This week, strange new waves of feelings have hit me. I’ve been hosting visitors for work and they are hilarious. One is a former beauty queen and one is a former major league baseball player. It’s hard not to smile as they react to commonplace things (look at the baby on that woman’s back!), or ask completely inane questions in very loud voices (what is the name of that brown bird? You know, the one with the tail?)
While they are both extraordinarily sweet people, they could not be more opposite from the development set. He has biceps as big as my thighs. She has more highlights than a sports reel. It’s hard not to be a bit jealous and frustrated with people who are so shiny and new, oblivious to their affluence. I want to tell them to tone it down. Take off the Rolex. Put the I-Phone away (or at least, crack the screen so it matches everyone else’s). But, it’s not their problem that they are out of context. I must look the same way to my Malawian colleagues. So I keep my mouth shut.
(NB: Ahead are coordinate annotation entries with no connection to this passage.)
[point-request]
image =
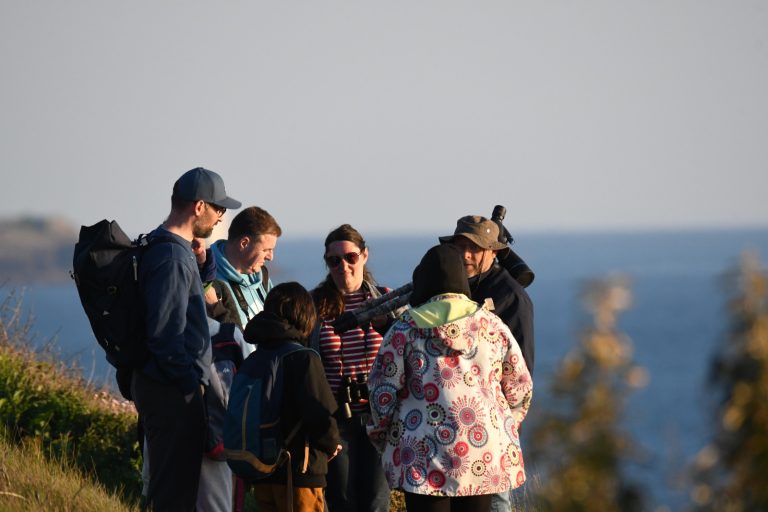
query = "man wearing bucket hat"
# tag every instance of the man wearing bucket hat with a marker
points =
(168, 388)
(477, 239)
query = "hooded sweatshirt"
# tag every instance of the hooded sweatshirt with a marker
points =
(306, 398)
(449, 390)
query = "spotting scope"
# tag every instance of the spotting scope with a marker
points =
(398, 298)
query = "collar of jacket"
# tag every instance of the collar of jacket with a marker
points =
(443, 309)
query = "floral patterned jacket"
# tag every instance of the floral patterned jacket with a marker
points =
(449, 390)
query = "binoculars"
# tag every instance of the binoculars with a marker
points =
(352, 390)
(508, 258)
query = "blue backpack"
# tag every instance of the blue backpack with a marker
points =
(253, 443)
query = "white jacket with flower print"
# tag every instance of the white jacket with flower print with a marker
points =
(448, 391)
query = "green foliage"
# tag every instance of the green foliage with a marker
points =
(33, 479)
(732, 472)
(578, 444)
(43, 401)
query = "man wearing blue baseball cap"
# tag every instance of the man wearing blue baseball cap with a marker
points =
(168, 389)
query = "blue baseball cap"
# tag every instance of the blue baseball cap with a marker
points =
(201, 184)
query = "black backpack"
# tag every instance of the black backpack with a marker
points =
(106, 271)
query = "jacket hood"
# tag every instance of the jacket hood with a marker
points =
(441, 270)
(225, 269)
(269, 328)
(447, 316)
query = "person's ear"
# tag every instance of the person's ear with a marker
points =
(199, 207)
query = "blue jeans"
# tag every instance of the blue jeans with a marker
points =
(514, 499)
(356, 481)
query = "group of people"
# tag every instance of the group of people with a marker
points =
(427, 399)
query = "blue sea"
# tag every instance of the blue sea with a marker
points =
(677, 320)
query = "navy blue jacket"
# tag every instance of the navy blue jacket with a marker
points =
(176, 320)
(511, 303)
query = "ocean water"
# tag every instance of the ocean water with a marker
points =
(677, 320)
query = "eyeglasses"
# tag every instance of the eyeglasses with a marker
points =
(334, 261)
(220, 210)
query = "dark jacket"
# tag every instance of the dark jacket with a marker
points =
(511, 303)
(176, 321)
(306, 397)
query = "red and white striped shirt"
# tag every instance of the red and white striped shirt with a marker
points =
(352, 353)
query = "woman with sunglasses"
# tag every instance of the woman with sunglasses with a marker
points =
(356, 480)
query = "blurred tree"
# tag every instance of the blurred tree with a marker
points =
(731, 473)
(578, 444)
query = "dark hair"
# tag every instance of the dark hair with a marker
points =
(291, 302)
(253, 221)
(441, 270)
(328, 298)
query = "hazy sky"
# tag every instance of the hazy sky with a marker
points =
(397, 117)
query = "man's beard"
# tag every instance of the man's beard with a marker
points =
(200, 231)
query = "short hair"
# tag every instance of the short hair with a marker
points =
(292, 302)
(253, 221)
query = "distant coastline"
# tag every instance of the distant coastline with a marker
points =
(35, 250)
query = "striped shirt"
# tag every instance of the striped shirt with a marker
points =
(352, 353)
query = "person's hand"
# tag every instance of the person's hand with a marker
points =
(198, 249)
(188, 398)
(334, 454)
(210, 296)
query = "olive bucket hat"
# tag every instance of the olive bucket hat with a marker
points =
(482, 231)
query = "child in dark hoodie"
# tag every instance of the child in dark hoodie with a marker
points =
(289, 316)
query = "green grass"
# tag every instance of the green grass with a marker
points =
(48, 405)
(33, 479)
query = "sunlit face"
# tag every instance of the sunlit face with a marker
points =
(253, 252)
(347, 276)
(207, 218)
(476, 259)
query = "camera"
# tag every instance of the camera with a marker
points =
(508, 259)
(352, 390)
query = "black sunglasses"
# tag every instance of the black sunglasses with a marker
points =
(220, 210)
(335, 261)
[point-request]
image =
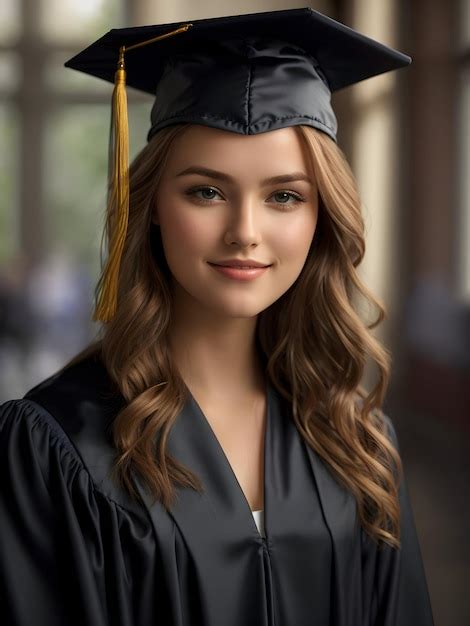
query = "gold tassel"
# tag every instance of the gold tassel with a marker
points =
(118, 184)
(118, 194)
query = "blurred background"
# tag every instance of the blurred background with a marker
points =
(407, 137)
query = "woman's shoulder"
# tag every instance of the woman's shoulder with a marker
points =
(63, 425)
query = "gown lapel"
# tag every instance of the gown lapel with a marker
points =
(302, 568)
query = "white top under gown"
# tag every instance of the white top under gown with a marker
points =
(259, 520)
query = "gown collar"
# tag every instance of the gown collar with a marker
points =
(219, 523)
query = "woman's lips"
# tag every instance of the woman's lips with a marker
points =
(237, 273)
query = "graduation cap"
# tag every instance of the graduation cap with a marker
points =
(247, 74)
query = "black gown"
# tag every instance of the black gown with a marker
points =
(77, 550)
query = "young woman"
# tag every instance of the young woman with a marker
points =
(213, 458)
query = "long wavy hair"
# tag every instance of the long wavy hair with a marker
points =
(313, 341)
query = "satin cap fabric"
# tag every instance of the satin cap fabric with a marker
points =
(247, 73)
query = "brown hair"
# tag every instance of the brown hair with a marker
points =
(313, 340)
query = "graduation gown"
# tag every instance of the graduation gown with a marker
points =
(77, 550)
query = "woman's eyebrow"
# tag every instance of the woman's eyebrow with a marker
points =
(282, 178)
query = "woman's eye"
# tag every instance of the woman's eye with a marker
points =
(285, 195)
(207, 193)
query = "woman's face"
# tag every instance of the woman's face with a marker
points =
(234, 211)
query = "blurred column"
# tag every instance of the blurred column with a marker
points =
(31, 108)
(438, 378)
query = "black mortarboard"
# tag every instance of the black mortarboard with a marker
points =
(245, 73)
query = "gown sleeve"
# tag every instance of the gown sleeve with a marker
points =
(401, 596)
(69, 555)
(Also, I can’t wait to get highlights).
Although I’ve been living in Malawi for nearly two years, I often wonder when this place will feel like “home”. Being with these ridiculously rich and carefully coiffed individuals makes me realize that, while not exactly a local, I have come to live here in my own way. No power? No problem. No petrol? No worries. We’ll make a plan.
As much as I complain about the hardships, these crazy experiences and power outages and frustrations have become a permanent part of my life’s landscape. I can snarl and rail and weep and gnash, but this place has railroaded me into acceptance (and even love) with the patience of having nothing better to do. Like a mother with a trying child, I am annoyed, but I love. Oh, how I love.
This is my home.
To share this space with someone new – especially someone so clearly out of their natural habitat and with whom I have little in common - makes me feel vulnerable. What if they don’t like jazz at Chameleon’s? What if they get sick? – I want them to understand their new context and join this crazy club. But that’s not going to happen in 10 days. So, I show them the “best” of what we’ve got, knowing that it’s not the “best” by any international standard, wanting them to know I know it’s not the “best” but that it’s still a good life. Most days I go home, feeling like a poor church mouse.
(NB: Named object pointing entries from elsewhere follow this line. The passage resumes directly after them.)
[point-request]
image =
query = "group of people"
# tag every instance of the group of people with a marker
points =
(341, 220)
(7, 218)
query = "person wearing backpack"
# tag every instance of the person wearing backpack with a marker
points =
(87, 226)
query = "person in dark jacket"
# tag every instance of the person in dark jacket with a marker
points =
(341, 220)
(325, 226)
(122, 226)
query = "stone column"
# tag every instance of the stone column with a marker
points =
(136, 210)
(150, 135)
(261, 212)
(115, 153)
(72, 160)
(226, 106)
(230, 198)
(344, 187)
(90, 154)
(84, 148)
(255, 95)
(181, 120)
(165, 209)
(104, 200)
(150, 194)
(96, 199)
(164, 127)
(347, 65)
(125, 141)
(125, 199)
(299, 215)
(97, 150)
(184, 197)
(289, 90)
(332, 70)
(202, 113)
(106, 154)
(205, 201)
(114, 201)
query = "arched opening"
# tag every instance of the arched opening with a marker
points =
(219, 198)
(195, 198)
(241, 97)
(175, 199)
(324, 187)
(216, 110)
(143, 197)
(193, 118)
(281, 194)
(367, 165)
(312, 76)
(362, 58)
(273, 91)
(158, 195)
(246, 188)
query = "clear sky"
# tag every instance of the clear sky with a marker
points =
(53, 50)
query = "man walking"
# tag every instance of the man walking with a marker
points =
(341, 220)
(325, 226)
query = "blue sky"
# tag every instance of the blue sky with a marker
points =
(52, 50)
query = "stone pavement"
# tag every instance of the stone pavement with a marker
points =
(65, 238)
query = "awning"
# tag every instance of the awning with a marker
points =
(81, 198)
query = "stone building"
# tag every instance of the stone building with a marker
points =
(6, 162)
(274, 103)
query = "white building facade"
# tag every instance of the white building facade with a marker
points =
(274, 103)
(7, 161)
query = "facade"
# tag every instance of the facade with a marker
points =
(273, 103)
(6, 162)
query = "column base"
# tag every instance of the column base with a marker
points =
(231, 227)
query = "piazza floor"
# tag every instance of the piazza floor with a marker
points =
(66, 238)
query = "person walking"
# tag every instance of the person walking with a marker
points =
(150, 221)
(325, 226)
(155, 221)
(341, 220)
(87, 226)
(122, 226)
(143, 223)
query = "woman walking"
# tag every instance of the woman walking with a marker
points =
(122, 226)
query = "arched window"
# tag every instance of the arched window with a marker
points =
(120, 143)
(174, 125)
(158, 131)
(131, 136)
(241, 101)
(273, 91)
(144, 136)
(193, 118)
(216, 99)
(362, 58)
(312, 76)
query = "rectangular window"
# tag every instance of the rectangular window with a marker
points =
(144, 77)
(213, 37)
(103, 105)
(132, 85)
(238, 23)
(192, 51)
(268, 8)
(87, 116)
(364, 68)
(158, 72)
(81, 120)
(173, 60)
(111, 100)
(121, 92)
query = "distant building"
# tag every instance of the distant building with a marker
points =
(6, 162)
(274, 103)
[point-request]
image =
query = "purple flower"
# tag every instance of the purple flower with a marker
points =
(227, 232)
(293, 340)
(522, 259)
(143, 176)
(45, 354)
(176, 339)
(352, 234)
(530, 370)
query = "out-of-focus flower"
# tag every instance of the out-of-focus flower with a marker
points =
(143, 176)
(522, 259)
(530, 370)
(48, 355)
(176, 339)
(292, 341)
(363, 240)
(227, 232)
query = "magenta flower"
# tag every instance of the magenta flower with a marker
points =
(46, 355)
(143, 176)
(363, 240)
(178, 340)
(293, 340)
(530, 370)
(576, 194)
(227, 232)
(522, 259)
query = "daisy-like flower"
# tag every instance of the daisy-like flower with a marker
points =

I don’t want to be that development person who makes others feel unworthy and uncomfortable because they haven’t lived in South Sudan for 10 years. This isn’t about “field experience” or “street cred”. It’s about being in the middle of two worlds and asked to be the cultural ambassador for both. I want people to know how hard the Malawians are trying; how eager they were to welcome visitors; how concerned they were when they home early because they are sick. I want Malawians to know that Americans are trying; we don’t all wear Rolexes; how much we really do want to help. No one should live without access to clean water and electricity (and education! And health care! And…and…and..)
These are the waves of emotions I’ve been rolling with all week.